As a teacher’s aide in a small Queensland primary school, Karla often found herself in charge of all classes and students, with the principal, Bob Green, spending most hours in his on-site photographic studio.
In the times Green was at school he was cruelly sadistic towards children, tying them to chairs, putting plastic bags over their heads and severely caning them.
Karla told the Commissioner that she and many parents complained to staff at the Queensland Department of Education about Green’s physical abuse, but were never taken seriously.
In the early 1980s, Karla said, it was obvious action needed to be taken against Green. Children were regularly returning home from school with large welts and bruises, and many were starting to act violently towards others. Another complaint to the education department resulted in a regional inspector interviewing Karla and her husband in their home. ‘He left to take up the matter’, Karla said. ‘Then was later seen having a beer in the pub with Green.’
By this stage, Karla said her position had become untenable. ‘I was starting to be threatened by Green. On one occasion after I’d taken him to task about the abuse, he was late getting to school the next morning and he confronted me in the office and said he’d been to the union and they’d said I’d be sued if I ever mentioned he’d done anything.’
At the end of that year, Karla’s husband led a delegation to the education department’s regional office. They presented a comprehensive list of Green’s violent behaviour and the injuries he was inflicting on children. This time their complaints were believed and Karla received a call from a department staff member advising that, for her own safety, she should resign immediately. ‘They said it was to ensure he couldn’t take action against me when they confronted him. I did what was asked.’
She was surprised therefore when no action was taken. As more and more parents took their children out of the school, the education department decreased the number of teachers until, within a year, the only person left teaching was Green. Karla said that she became the person of blame in town for the school’s decreasing fortunes and was regularly met with hostility by other parents. At one stage she was unable to go out shopping because she was abused by locals.
Some years later, the media reported that Green had been arrested and charged with sexually abusing children. Karla said she was shocked at the news but that ‘many things fell into place’.
‘I suddenly realised what had been going on. All the abuse, bullying of staff, conflict among families and so much sadness and hurt … The sad thing is some children tried to tell their parents but were punished for lying.’
In light of her knowledge of Green and the numerous complaints she’d made, Karla expected to be interviewed by police as part of the investigation, but wasn’t. She suspected staff from the Department of Education didn’t report her complaints to police because it would have highlighted their own inaction.
Green was tried and convicted on child sexual abuse charges, and spent a short time in jail. Karla said she and her husband were distressed to see him several years later with a new wife and two small children.
Karla was disappointed when, in the late 1980s, the Queensland Fitzgerald Inquiry limited its investigation to police corruption, and didn’t include an examination of the Department of Education’s role in protecting child sex abusers, which some people, including Karla, had wanted.

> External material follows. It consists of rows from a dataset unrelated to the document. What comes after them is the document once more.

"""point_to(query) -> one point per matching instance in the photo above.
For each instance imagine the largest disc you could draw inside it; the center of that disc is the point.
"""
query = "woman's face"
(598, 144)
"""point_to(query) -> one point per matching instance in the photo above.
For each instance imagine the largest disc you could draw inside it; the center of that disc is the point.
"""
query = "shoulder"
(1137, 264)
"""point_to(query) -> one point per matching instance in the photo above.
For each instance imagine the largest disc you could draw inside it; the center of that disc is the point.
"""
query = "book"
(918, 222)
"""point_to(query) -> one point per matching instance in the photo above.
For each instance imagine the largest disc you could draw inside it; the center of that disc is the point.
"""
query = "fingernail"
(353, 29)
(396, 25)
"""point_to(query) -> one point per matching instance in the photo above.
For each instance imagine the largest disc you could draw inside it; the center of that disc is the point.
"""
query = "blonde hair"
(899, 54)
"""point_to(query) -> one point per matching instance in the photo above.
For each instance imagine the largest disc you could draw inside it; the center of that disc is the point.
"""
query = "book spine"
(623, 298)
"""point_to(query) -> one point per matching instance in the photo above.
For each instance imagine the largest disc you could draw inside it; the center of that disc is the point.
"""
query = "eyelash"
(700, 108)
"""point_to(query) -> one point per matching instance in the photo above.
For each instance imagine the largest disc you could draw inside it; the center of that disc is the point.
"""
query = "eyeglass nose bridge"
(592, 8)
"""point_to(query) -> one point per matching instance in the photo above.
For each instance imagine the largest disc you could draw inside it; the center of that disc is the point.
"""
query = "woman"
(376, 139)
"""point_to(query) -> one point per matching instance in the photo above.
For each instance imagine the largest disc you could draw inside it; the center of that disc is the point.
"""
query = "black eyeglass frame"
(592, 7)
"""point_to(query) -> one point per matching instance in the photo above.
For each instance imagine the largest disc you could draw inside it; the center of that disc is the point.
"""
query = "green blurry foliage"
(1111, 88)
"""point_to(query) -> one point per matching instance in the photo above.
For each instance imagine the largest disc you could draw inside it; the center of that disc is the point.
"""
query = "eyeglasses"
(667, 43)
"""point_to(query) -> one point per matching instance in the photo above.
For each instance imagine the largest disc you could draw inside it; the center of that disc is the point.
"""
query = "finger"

In the late 1990s, Karla was rung by detectives who were examining systemic failures in historical child sexual abuse cases. She and her husband were interviewed and signed a sworn statement relating to events of the early 1980s. They received notices of an impending court case in Queensland, but months later had heard nothing further. ‘We concluded that the system had failed’, Karla said. When she inquired further, she was told the investigating task force had been disbanded with staff redeployed to other areas.
Karla said she’d been disappointed by the failure of education staff to respond to complaints about Green’s physical abuse. A more thorough investigation and assertive action might have brought to light his sexual abuse of children or at least removed him from a position of trust. ‘Our concern is about Green who caused this, and that there was something happening in the education department and it was quashed. It didn’t start with paedophilia, it started with the physical abuse … The physical abuse allegation should have been enough to prosecute.’